BULLWINKEL: I love them. So much of what I love about your work, Venita, and you can see it in these lists, is the way you dissolve linear time, because you really are doing something that only a book could do. Film can do some things, but it’s so voyeuristic and linear. 

BLACKBURN: [Laughs] Don’t ruin my film deal. I don’t have one, but I’ll take—

BULLWINKEL: Where’s the Dead in Long Beach, California movie? I’m personally waiting for it. 

BLACKBURN: It’d be weird to do, right? You’ll have to have some kind of weird voiceover and all that kind of stuff that is not quite what it’s like to experience it on the page. So I’m with you; some things only work in a certain kind of form the best way.

BULLWINKEL: This book deals pretty heavily around the archetype of the mom, the good mom or the bad mom. Maybe it’s something that I’m circling in my own life and I’m projecting, but it feels like it’s partly about mothers. 

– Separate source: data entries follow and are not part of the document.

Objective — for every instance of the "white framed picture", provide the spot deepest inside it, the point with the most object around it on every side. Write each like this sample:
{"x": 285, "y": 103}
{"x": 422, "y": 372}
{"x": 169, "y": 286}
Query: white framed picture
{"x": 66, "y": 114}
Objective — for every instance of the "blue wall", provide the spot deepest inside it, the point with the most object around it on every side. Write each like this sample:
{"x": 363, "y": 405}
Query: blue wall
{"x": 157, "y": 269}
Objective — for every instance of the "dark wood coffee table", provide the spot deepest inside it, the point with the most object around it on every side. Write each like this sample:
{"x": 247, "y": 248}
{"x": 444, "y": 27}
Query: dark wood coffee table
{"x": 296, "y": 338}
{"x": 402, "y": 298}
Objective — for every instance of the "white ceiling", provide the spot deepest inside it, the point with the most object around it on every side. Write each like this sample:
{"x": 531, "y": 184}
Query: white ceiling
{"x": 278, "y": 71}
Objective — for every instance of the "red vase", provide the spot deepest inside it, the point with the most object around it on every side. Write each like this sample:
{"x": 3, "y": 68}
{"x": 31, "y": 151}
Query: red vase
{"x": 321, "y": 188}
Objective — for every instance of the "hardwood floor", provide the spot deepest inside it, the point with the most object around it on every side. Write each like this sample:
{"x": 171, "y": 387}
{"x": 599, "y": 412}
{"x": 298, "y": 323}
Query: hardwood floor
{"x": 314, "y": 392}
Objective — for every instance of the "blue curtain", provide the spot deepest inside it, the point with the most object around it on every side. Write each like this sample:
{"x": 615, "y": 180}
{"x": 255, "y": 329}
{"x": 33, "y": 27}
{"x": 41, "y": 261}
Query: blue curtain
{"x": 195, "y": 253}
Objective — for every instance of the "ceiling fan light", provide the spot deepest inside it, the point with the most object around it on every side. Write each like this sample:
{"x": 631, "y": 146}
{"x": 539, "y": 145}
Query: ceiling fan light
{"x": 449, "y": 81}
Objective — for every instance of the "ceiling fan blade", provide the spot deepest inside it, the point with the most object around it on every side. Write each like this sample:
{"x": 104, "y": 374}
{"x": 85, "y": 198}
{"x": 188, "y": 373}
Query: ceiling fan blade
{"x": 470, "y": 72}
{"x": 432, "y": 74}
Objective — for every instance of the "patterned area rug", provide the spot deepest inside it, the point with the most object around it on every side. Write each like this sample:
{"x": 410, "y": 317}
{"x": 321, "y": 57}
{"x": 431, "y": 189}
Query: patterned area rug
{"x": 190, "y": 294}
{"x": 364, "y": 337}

BLACKBURN: Oh, definitely. I write about dysfunctional mother-daughter relationships and also the complex layers of femininity and tortured femininity and things like that. That’s a theme that does pop up a lot in my work. I have a good mom. She was my best friend, so this is not autobiographical in that way. But I have seen bad mothers up close. And I’ve also seen ordinary women that are just being alive, being human. But, by our standards, they would be considered bad mothers, and that fascinates me too. So I always have to write about the things that trouble me, that I’m trying to understand, that maybe don’t have any clear rules to them. That complex, dangerous mom or dysfunctional maternal instinct, that’s a powerful one that I’m always circling back to. And I think that’s my self-imposed sense of therapy practice or whatever it is to try to keep finding some grace in the horror. I keep writing it over and over again to get to that point. It is one of those elements of life and people that really nag at my brain. BULLWINKEL: Well, I’m so grateful that I got to spend this time with you. I feel like we’ve only ever hung out in crowded writer’s conferences, which have good and bad things about them. 

BLACKBURN: That is a thing. We’re going to hang out in March. 

BULLWINKEL: I’m excited. I’m just forever in your debt. 

BLACKBURN: No, not at all. Remember, we don’t believe in debt, just friendship, just compassion.